Biden: o fim do catolicismo conciliar na América

A saída de Biden da cena política dá-nos, simbolicamente, a entrada no campo do americanismo católico, populista e excludente. Um catolicismo onde não há lugar para a alegria do Evangelho, mas apenas para a raiva do ressentimento.

Por Marcello Neri

"A renúncia de Biden à candidatura democrata para as próximas eleições presidenciais encerra simbolicamente a temporada do catolicismo americano inspirado e movido pelo Vaticano II. A escolha do presidente em exercício evidencia uma condição factual que já existe há algum tempo no exterior. Se o primeiro presidente católico da história americana teve que se legitimar perante a nação, Biden teve que se justificar de alguma forma diante de sua própria Igreja, sem nunca receber um endosso real por parte dos bispos americanos", escreve Marcello Neri, teólogo e padre italiano, professor da Universidade de Flensburg, na Alemanha, em artigo publicado por Settimana News, 22-07-2024.

Eis o artigo.
O silêncio quase total da classe episcopal face aos acontecimentos de 6 de janeiro de 2021 deixou claro não só qual era a sua orientação política, mas também o fato de que, para a apoiar e afirmar, estavam bem dispostos a fechar o longa temporada democrática do experimento americano.
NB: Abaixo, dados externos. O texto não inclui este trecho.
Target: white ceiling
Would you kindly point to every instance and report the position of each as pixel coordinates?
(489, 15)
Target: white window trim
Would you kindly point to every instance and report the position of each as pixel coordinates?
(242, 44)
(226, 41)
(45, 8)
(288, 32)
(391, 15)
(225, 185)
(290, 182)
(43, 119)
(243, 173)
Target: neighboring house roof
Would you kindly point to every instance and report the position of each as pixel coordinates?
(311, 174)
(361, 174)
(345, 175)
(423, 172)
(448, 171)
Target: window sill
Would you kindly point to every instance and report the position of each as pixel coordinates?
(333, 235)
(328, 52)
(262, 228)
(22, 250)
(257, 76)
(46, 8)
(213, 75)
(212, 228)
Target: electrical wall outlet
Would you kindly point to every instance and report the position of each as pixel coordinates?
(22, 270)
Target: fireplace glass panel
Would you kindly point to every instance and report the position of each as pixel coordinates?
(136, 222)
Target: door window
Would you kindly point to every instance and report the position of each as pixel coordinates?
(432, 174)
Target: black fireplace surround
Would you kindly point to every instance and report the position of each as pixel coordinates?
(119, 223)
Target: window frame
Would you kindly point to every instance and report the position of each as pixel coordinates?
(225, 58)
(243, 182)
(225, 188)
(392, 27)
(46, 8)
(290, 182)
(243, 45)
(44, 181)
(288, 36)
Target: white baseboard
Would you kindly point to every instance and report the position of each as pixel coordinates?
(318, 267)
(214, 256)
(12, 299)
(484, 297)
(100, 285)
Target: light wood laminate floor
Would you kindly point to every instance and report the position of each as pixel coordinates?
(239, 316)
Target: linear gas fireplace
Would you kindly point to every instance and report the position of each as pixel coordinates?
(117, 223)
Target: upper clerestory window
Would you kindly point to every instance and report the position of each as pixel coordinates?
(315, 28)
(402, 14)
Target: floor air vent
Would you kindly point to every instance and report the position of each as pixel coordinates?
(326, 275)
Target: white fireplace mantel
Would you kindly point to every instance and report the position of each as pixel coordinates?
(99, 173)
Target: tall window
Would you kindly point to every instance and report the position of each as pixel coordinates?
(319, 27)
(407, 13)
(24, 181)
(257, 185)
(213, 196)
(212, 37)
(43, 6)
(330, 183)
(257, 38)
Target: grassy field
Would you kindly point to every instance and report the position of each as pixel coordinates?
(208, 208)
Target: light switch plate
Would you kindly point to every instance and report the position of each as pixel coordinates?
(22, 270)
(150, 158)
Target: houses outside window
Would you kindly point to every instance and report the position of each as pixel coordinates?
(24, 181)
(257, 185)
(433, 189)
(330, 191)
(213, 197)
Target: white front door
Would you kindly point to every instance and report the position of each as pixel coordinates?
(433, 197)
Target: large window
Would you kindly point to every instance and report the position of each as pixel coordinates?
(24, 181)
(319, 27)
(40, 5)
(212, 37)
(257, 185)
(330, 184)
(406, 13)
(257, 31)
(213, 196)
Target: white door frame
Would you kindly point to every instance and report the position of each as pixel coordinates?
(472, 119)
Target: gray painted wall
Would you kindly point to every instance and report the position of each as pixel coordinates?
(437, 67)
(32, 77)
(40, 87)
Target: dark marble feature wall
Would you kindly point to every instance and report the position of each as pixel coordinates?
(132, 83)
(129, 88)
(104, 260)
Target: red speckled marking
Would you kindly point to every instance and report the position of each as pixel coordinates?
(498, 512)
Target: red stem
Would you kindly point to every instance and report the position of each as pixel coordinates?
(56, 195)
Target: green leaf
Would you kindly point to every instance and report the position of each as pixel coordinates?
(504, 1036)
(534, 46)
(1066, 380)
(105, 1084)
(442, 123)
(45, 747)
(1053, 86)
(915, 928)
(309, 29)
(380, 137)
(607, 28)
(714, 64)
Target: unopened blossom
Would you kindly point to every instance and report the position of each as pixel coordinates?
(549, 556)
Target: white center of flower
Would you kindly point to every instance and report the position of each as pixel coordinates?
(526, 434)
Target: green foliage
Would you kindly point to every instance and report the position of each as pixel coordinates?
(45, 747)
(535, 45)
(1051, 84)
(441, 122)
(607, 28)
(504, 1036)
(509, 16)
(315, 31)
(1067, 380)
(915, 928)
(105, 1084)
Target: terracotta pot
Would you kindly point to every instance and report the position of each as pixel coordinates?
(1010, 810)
Foi nesse dia que ficou claro para o mundo que a temporada conciliar americana tinha agora terminado irrevogavelmente: não só no que diz respeito à representação interna da Igreja, mas também nas suas formas de representação pública.

Biden representou a última vibração de um catolicismo social não individualista e tendencioso, imbuído de tons e formas suaves à medida que se desenrolava nos acontecimentos do país, capaz de manter e apoiar a complexidade do tecido social americano sem se tornar rígido em posições identitárias que acabam por acabar deixando uma parcela da população sozinha no enfrentamento da vida humana e social.

A Igreja Católica americana tem agora no candidato republicano a vice-presidente, J.D. Vance, a representação política que procurava há algum tempo – dando início ao começo de uma nova época do americanismo de uma Igreja que, ao contrário do que aconteceu entre os séculos XIX e XX, não é vista com suspeita por Roma, mas assume o peso e a responsabilidade de se apresentar como a força motriz da suspeita católica em relação ao Vaticano (em particular ao Papa Francisco).

Se lermos, mesmo que superficialmente, O Mandato para Liderança da Heritage Foundation. A Promessa Conservadora – Projeto 2025, rapidamente percebemos não só o distanciamento da Igreja americana em relação ao atual pontífice, mas também o seu afastamento da doutrina social da Igreja Católica como um todo. Este fato revela um uso discricionário do mesmo conceito teológico de tradição, que se erige como bastião da verdade católica em termos seletivos e funcionais para fins que, muitas vezes, têm muito pouco a ver com o anúncio do Evangelho.

A escolha de Biden expôs um catolicismo que, na sua maioria (especialmente entre as gerações mais jovens) e em grande parte do corpo episcopal, escolheu o caminho do isolacionismo provincial – neste, um reflexo de uma América que pensa que só pode será ótimo se ele cuidar exclusivamente de si mesmo. Na sua trama, este catolicismo não conciliar é intimamente imperialista, apoiando com milhões de dólares bolsas de resistência ao pontificado de Francisco, para torná-las seus vassalos num projeto que transforma o universalismo católico da Igreja numa megasseita global (cuja sede está localizada nos Estados Unidos). Isto acontecerá enquanto forem úteis e convenientes, para serem abandonados a si mesmos, caso se tornem um incômodo para o novo americanismo católico entregue nas mãos de Trump.

A saída de Biden da cena política dá-nos, simbolicamente, a entrada no campo do americanismo católico, populista e excludente (em muitas das suas expressões). Um catolicismo onde não há lugar para a alegria do Evangelho, mas apenas para a raiva do ressentimento, habilmente manipulado por aquela parte da sociedade americana que vê em Trump o messias que tornará a América grande novamente.

Uma raiva que exige ser paga caro por todos os que são supostamente responsáveis ​​pela sua causa – combinando, numa mistura explosiva, o evangelho da prosperidade com o da vingança.